What worries me the most is making sure the families we care for feel secure and that they are not in the throes of uncertainty. The constant changes in state government make people fearful. It is difficult to understand everything. And the moment you realize it, something new is happening.
I think what I miss the most is just getting into nature with my family and friends. I am a great bush walker. I like to swim at the beach. The 5 km rule limited all of this to a simple morning or afternoon walk.
Community Pharmacist, Broadway, Sydney
In Covid, the way people access their health care has changed. More and more people are seeing their doctor online. They stay at home, trying to have as little contact as possible. We’re taking more phone consultations and offering a lot more contactless deliveries.

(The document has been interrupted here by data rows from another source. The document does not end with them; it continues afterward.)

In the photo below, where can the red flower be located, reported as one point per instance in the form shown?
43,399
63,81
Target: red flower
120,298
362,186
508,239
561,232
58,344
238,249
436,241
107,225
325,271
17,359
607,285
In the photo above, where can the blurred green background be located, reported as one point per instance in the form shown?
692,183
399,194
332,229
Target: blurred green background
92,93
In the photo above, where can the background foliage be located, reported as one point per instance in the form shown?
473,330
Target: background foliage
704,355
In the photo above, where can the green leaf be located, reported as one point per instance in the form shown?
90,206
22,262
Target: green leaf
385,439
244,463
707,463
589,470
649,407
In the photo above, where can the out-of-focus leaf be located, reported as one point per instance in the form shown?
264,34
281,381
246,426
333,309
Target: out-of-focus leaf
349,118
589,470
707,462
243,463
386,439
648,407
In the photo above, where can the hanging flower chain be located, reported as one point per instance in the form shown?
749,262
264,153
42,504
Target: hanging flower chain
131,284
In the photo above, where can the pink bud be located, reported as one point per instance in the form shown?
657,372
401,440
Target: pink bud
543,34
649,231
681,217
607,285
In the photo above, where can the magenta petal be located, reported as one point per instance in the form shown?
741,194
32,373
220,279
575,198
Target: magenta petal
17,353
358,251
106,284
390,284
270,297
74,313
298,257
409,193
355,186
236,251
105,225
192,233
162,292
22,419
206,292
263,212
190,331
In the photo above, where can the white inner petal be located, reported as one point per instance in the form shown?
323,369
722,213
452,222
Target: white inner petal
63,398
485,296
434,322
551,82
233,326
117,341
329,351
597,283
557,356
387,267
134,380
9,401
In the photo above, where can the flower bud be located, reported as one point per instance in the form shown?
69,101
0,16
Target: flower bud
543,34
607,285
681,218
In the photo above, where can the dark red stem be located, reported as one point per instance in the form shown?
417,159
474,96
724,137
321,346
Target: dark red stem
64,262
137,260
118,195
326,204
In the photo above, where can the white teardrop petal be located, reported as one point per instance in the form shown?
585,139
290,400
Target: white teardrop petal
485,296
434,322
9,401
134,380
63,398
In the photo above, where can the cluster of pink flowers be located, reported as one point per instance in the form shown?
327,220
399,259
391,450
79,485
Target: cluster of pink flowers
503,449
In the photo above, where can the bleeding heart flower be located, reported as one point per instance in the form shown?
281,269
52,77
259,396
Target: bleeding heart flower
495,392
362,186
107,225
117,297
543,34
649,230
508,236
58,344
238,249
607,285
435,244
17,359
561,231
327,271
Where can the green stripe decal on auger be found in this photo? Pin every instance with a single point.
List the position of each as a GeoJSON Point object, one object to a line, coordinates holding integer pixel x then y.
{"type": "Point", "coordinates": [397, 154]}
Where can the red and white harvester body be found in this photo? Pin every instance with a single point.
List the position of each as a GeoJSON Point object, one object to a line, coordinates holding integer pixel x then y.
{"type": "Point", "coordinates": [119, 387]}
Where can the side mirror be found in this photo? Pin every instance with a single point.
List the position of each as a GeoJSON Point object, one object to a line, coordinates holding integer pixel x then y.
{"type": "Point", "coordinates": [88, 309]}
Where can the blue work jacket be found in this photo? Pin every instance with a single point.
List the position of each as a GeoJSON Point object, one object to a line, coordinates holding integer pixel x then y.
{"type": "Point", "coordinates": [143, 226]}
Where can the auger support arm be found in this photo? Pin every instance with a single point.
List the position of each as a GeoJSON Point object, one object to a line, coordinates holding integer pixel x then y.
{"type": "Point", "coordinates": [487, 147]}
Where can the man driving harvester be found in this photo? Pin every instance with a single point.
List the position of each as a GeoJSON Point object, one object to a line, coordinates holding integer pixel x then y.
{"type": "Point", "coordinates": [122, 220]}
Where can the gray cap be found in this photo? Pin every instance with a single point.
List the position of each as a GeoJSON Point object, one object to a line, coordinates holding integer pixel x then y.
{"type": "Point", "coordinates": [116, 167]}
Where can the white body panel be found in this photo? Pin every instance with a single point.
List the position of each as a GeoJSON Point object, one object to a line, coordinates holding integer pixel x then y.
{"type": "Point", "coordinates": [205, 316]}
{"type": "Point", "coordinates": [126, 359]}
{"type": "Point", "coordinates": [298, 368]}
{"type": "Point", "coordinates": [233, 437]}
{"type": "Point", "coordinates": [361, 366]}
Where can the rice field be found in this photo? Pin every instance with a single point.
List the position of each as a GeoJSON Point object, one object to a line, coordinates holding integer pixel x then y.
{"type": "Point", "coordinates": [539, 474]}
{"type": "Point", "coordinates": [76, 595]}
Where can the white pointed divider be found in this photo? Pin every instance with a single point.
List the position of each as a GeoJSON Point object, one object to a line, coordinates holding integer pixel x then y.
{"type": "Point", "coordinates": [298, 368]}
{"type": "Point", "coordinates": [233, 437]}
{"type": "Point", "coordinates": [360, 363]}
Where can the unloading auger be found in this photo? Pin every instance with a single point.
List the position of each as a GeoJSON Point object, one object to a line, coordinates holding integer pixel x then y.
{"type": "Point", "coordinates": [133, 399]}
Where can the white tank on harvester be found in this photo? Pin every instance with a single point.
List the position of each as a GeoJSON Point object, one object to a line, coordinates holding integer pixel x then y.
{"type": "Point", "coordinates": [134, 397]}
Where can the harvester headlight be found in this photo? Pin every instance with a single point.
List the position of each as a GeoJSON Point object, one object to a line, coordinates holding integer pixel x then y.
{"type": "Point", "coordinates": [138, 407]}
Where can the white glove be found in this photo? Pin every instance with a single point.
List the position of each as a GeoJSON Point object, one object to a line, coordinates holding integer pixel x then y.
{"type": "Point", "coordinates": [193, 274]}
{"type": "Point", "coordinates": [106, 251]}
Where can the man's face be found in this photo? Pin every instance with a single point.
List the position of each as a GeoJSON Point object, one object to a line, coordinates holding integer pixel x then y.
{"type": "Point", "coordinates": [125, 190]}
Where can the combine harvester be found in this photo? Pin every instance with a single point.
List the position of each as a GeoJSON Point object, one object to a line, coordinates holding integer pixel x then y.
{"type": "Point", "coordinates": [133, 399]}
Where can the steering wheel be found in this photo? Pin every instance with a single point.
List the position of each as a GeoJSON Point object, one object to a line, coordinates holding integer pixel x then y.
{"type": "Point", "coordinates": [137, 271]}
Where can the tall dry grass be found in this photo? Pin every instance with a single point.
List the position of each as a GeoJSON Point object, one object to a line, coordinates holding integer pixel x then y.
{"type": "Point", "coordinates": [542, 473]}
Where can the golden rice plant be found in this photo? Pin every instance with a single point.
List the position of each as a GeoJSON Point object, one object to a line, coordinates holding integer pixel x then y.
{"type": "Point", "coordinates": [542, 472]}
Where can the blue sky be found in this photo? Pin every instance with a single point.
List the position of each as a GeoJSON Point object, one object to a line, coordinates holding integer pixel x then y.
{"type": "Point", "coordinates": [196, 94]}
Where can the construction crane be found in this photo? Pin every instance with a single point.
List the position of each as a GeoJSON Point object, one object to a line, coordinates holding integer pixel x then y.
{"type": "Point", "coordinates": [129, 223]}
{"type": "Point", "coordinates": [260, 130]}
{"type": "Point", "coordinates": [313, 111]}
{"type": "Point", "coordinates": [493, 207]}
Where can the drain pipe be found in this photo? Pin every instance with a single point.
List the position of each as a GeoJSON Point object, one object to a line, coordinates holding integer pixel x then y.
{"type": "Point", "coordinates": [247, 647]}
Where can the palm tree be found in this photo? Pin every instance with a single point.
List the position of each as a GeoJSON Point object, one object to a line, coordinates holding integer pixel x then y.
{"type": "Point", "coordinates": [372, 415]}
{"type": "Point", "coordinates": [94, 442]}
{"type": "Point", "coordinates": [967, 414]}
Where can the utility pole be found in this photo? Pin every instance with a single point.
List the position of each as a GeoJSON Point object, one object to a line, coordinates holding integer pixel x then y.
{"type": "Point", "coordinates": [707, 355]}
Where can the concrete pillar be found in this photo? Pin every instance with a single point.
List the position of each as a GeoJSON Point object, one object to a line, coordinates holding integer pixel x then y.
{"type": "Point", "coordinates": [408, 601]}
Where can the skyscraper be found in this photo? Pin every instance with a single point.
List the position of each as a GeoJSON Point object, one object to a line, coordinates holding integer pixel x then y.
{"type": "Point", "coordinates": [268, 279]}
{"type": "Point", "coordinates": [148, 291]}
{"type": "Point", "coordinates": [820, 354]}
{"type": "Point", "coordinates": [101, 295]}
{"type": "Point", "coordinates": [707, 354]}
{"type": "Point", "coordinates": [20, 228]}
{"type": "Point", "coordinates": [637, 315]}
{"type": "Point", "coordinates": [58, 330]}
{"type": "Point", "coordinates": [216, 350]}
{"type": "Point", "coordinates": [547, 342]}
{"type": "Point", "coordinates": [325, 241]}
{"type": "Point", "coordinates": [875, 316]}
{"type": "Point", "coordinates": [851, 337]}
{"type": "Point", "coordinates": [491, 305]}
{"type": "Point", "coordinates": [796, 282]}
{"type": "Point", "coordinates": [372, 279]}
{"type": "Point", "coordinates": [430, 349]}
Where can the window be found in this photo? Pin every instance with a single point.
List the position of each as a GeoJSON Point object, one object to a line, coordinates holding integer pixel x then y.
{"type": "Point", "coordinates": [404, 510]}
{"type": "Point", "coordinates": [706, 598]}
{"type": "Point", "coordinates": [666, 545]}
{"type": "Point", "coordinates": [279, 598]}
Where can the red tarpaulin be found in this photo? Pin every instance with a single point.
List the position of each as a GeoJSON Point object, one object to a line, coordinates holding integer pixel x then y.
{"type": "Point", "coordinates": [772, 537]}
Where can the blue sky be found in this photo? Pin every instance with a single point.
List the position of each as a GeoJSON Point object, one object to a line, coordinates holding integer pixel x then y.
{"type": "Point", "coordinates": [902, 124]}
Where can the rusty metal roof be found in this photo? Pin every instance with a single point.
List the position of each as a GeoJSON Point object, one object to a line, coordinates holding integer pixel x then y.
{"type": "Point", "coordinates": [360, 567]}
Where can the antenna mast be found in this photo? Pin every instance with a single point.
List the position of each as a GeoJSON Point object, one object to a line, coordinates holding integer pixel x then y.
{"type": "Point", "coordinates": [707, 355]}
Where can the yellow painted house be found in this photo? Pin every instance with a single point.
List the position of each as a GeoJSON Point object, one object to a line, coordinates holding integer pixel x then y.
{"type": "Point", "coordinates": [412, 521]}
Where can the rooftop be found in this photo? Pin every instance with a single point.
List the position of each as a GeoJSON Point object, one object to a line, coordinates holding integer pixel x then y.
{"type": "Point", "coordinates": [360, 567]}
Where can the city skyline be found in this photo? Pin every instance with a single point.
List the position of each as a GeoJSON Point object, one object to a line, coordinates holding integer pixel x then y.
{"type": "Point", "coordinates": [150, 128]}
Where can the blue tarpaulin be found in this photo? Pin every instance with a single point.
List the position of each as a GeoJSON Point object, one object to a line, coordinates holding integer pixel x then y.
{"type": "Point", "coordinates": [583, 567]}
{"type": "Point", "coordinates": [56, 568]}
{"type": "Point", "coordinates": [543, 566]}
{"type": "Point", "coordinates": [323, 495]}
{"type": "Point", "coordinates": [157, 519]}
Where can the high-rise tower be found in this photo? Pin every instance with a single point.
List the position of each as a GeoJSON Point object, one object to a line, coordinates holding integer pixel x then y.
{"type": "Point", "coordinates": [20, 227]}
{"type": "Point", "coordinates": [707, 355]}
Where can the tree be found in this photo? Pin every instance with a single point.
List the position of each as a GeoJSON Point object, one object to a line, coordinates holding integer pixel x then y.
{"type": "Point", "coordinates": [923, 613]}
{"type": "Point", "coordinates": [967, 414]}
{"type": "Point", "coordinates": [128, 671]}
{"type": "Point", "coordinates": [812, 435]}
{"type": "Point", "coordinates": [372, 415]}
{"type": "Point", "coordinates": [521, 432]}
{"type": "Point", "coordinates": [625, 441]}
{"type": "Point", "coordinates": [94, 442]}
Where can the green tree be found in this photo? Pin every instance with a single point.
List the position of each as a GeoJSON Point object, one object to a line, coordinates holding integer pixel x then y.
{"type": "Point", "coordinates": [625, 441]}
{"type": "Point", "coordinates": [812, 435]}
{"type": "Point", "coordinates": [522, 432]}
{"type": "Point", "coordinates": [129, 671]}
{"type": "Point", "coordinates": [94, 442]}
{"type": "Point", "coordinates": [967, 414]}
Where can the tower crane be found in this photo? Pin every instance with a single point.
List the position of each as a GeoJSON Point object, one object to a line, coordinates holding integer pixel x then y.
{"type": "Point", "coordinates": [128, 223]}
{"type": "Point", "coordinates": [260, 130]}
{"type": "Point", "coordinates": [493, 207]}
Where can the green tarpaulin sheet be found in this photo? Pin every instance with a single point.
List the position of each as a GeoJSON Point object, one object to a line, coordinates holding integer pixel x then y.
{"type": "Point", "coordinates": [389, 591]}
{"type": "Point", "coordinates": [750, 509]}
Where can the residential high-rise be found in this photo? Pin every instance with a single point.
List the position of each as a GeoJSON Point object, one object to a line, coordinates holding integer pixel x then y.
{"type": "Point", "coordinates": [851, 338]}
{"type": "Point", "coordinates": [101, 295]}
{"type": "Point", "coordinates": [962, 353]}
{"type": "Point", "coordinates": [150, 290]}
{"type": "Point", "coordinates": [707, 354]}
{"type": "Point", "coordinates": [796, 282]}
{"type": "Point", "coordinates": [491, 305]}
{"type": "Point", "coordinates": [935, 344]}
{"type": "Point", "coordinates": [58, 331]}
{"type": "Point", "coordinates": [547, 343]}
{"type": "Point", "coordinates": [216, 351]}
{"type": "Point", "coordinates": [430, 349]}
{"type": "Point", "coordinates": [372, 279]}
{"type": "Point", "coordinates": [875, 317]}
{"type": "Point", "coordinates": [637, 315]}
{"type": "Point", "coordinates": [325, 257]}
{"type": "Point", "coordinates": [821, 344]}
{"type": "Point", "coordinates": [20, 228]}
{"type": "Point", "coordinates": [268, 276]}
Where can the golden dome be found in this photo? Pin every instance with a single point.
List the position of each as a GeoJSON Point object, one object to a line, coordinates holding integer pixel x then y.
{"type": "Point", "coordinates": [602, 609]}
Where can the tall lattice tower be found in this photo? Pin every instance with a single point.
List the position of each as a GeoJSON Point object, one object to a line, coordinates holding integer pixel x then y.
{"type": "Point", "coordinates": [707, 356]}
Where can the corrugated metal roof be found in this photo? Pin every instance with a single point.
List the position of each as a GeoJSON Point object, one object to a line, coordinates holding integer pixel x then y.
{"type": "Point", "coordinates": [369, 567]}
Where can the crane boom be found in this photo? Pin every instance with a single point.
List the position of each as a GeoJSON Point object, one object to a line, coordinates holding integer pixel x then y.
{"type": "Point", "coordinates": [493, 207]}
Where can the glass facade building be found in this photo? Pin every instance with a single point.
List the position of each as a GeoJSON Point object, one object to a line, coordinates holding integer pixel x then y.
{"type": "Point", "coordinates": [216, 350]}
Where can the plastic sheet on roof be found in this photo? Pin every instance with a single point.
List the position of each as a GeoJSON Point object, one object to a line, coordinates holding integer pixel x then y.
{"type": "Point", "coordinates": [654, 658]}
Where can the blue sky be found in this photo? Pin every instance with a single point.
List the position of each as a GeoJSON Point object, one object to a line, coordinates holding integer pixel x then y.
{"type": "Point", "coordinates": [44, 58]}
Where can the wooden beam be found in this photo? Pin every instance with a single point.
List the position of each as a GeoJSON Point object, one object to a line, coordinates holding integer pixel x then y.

During confinement, my role and my workload changed, with this change in the way we operate and also the recent adoption of the vaccine against the Covid. We are also doing more to educate the public about the benefits and risks of the vaccine. Starting the vaccinations has made my job a lot more demanding, but I get a lot of satisfaction from it.
Since the recent epidemic, security related to Covid has become a priority. I am always careful that I am more at risk, or that I might pose a risk to patients who are more vulnerable. I take comfort in the fact that I get tested every three days. But at the same time, you are still edgy and cautious; wear appropriate PPE, change at appropriate intervals. We have more guards in place than before and have changed the layout of the store. We are all much more aware of this.
I am fully vaccinated. I had my second vaccine two months ago. It was important because I am more at risk and I did not want to take any risks. I didn’t want to endanger the vulnerable patients who go through the pharmacy. I was protecting my family and myself.
In the health sector, we had to adapt massively, which was difficult. It would have been great to see community pharmacies involved in the vaccination effort much earlier, as the uptake and response from the community has been tremendous.
On a personal level, it’s hard not to see my family. I haven’t seen my grandmother or my parents face to face for months. It’s difficult. I especially miss the long walks with my wife to explore the great Sydney and the hikes in the Blue Mountains.
It’s such a weird time. You also miss the little things, like walking outside without having to wear a mask and without having to also pay attention to everyone’s proximity or to the people you are walking around. I am a very loving person. It’s so weird that you can’t shake someone’s hand, hug or kiss.